Abidjan, the city known as "the Paris of Africa" is the thriving capital of West Africa's most prosperous country - the Ivory Coast. The modern apartments and office buildings rising over the tree-lined boulevards reflect the progress in the former French colony which celebrates ten years of independence on August 7.
The four-and-a-half million people of Ivory Coast, under the leadership of President Houphouet Boigny, will also be celebrating one of Africa's success stories.
The prosperity of the country is due to a remarkable rise in exports - a four-fold increase in the last ten years, and the favourable climate for foreign investment.
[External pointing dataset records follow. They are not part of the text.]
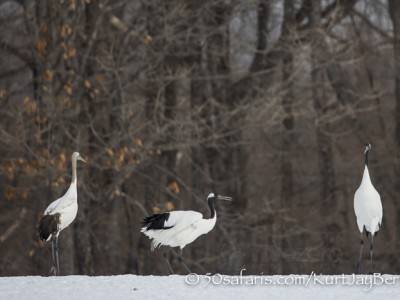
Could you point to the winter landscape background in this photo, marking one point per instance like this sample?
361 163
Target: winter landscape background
267 101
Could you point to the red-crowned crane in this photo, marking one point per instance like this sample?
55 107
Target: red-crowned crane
179 228
59 215
368 209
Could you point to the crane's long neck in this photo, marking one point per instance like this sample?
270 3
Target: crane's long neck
212 209
73 180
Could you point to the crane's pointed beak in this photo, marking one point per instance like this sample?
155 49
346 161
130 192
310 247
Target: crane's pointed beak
224 198
80 158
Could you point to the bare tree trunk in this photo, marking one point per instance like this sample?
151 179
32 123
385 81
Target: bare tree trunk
394 9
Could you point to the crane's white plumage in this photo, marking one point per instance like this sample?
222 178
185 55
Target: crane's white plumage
368 210
60 214
179 228
368 205
66 206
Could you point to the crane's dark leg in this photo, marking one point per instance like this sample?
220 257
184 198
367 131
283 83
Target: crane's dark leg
54 252
166 257
358 267
181 261
57 261
371 252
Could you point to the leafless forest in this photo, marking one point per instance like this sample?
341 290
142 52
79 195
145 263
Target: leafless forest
267 101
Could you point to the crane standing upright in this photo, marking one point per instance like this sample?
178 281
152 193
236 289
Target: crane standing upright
179 228
368 210
59 215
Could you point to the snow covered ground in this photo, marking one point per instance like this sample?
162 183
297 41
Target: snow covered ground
201 287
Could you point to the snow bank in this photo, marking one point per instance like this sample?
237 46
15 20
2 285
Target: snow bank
201 287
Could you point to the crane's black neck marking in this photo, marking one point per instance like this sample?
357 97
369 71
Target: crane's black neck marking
366 157
211 203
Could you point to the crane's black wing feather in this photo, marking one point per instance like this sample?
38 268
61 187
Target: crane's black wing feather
48 225
156 221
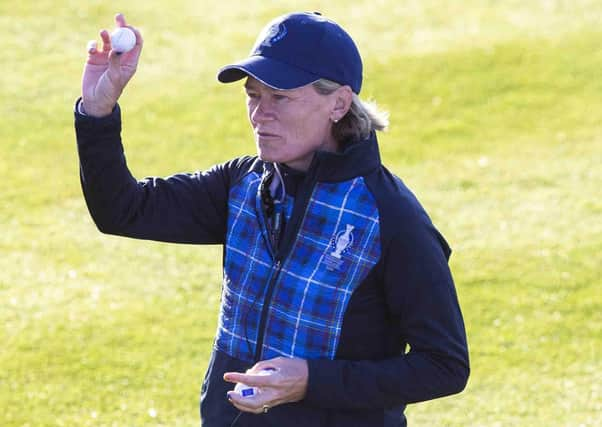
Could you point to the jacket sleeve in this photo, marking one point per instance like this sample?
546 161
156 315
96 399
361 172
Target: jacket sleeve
420 295
183 208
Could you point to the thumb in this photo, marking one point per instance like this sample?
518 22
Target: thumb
114 63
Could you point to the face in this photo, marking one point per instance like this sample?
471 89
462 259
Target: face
290 125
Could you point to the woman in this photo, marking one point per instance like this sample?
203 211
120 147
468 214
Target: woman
332 269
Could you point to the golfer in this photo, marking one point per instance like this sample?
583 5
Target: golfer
336 285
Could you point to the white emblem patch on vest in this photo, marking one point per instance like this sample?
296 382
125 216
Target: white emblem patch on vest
341 242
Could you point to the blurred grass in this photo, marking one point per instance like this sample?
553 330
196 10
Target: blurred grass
495 109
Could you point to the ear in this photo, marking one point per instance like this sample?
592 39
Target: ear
343 98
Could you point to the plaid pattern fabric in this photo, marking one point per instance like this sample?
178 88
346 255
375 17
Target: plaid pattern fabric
337 245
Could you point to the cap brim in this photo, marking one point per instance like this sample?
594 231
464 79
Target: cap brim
268 71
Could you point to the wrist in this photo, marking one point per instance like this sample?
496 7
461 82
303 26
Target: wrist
88 110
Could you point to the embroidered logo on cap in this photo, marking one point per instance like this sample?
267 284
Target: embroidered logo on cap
272 35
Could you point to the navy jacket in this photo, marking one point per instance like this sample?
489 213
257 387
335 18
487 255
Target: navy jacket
353 276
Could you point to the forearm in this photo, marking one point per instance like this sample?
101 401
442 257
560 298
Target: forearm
415 377
185 208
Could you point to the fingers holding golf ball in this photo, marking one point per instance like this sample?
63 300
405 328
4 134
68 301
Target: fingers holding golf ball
268 384
108 70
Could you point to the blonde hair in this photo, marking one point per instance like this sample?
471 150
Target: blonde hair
362 118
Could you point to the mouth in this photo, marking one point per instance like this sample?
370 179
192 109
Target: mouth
265 135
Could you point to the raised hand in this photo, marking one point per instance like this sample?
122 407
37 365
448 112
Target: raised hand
107 72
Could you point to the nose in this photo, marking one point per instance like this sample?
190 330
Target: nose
260 110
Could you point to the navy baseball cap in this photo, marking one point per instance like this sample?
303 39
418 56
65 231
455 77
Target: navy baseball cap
298 49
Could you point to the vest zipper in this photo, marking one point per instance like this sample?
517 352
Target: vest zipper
264 310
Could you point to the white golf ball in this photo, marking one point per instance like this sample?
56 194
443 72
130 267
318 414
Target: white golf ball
248 391
123 40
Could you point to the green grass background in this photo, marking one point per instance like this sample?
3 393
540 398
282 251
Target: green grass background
496 111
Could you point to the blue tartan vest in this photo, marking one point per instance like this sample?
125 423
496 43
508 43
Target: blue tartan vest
337 244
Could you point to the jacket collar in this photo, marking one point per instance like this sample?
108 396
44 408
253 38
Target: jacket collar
357 159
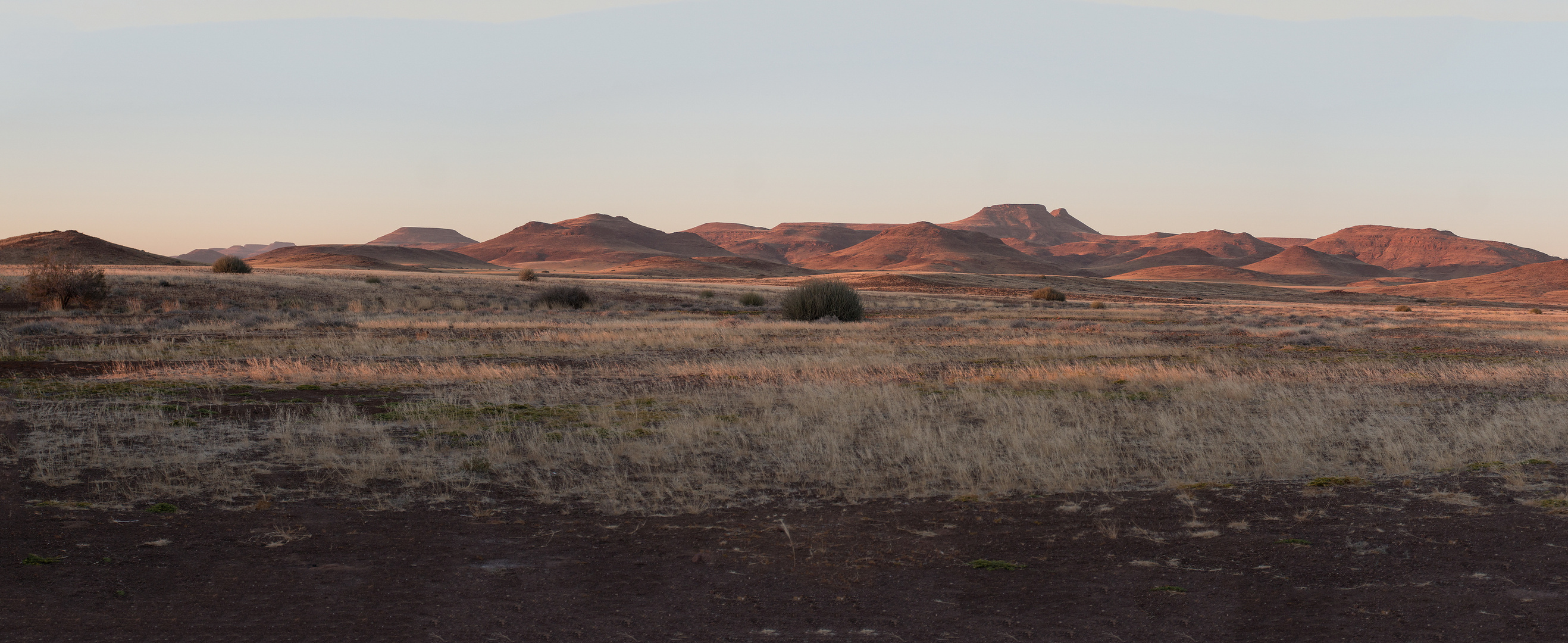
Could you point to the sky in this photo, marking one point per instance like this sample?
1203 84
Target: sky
179 124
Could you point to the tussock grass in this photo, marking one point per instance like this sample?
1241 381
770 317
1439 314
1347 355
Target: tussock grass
637 410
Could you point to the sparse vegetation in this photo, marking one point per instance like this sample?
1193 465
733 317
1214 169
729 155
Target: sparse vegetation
62 285
987 563
573 297
819 298
233 266
1337 480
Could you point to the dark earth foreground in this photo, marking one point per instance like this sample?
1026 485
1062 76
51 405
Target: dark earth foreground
1451 557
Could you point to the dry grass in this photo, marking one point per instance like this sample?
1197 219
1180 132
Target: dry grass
637 410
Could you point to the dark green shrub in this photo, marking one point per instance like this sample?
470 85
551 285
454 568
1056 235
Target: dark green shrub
60 285
819 298
228 264
1048 295
564 297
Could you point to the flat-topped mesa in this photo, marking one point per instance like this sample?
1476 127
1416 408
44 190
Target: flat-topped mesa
243 251
422 238
788 242
1428 253
1029 223
389 255
927 246
76 248
590 242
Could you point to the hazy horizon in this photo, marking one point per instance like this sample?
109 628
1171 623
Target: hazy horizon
178 126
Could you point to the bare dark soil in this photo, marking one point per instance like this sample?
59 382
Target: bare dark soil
1389 562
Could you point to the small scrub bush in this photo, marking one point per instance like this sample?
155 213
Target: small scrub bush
60 285
233 266
573 297
987 563
1337 480
819 298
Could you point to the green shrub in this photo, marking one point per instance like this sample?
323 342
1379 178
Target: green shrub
49 281
228 264
819 298
1048 295
564 297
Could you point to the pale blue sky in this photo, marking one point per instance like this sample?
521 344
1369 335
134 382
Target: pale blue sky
179 124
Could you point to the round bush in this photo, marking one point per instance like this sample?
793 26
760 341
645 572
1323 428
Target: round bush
564 297
821 298
231 266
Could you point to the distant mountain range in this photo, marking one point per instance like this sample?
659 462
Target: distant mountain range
1007 239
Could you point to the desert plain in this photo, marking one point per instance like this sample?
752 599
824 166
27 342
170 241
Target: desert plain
298 454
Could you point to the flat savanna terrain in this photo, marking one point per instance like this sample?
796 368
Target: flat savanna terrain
421 457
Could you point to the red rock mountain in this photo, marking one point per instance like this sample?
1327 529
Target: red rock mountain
1532 283
1107 251
422 238
391 255
1028 223
706 267
1310 267
1426 253
786 242
327 261
243 251
1201 273
927 246
76 248
590 242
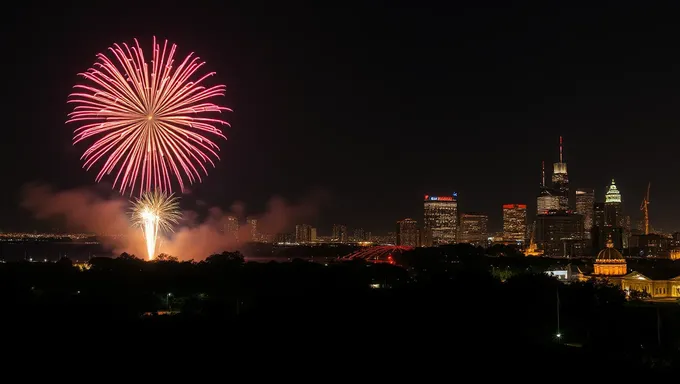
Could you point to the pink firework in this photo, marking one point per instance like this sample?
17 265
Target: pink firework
147 120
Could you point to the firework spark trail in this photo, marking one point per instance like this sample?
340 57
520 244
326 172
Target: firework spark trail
147 119
155 212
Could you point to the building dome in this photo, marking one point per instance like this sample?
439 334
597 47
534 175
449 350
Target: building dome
613 195
609 253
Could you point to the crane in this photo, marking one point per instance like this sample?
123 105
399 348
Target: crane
645 209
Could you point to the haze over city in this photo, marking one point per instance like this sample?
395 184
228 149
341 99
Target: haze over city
342 187
405 103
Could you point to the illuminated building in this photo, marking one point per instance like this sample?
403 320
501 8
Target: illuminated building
515 222
254 234
652 245
407 233
231 227
613 207
585 205
359 235
612 266
473 229
441 217
610 262
546 199
532 249
339 233
675 254
425 237
560 181
613 212
303 233
560 233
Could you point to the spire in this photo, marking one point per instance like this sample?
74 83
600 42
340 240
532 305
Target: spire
560 149
543 173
At Abidjan port, the largest in French-speaking Africa, the docks are being extended to cope with increasing trade. As an exporting country, Ivory Coast ranks third in the world as a coffee producer, and fourth in cocoa sales. Half of the nation's work force earns its income from these crops. In recent years exports of tropical woods, particularly mahogany have risen rapidly.
Coffee, cocoa and wood account for about 70% of all exports with bananas, palm oil, pineapples, rubber, cola nuts and cotton making up most of the rest of products sold overseas.
In the home market light industry has been extensively developed. One factor of this growth is the Ivory Coast's favourable tax concessions to foreign investors bringing industry to the country.
As well as producing for export, the light industry makes consumer products available for the home market, this largely negating imports of these items.
Among mechanical and electrical industries, motor vehicle assembly plants are the major employers. The Japanese firm, Toyota and French Renault, are two of the car manufacturers with plants in Abidjan. The American firm, Union Carbide, make batteries - an important item in a country increasingly demanding modern appliances.
Although not an oil producer itself, Ivory Coast has built a refinery with French assistance. The refinery satisfies much of the local need for oil products.
The pineapple canning industry is another indication of the important role foreign investment plays in the Ivory Coast. The plant near Grand Bassam is financed by West Germany and uses Hawaiin canning machinery made in Britain. Ivory Coast is the world's fifth largest pineapple exporter.
Tourism is also hoped to be a future major source of overseas funds. Hotels are being built, and local resources being expanded to lure visitors to the African sunshine and golden beaches of the Ivory Coast.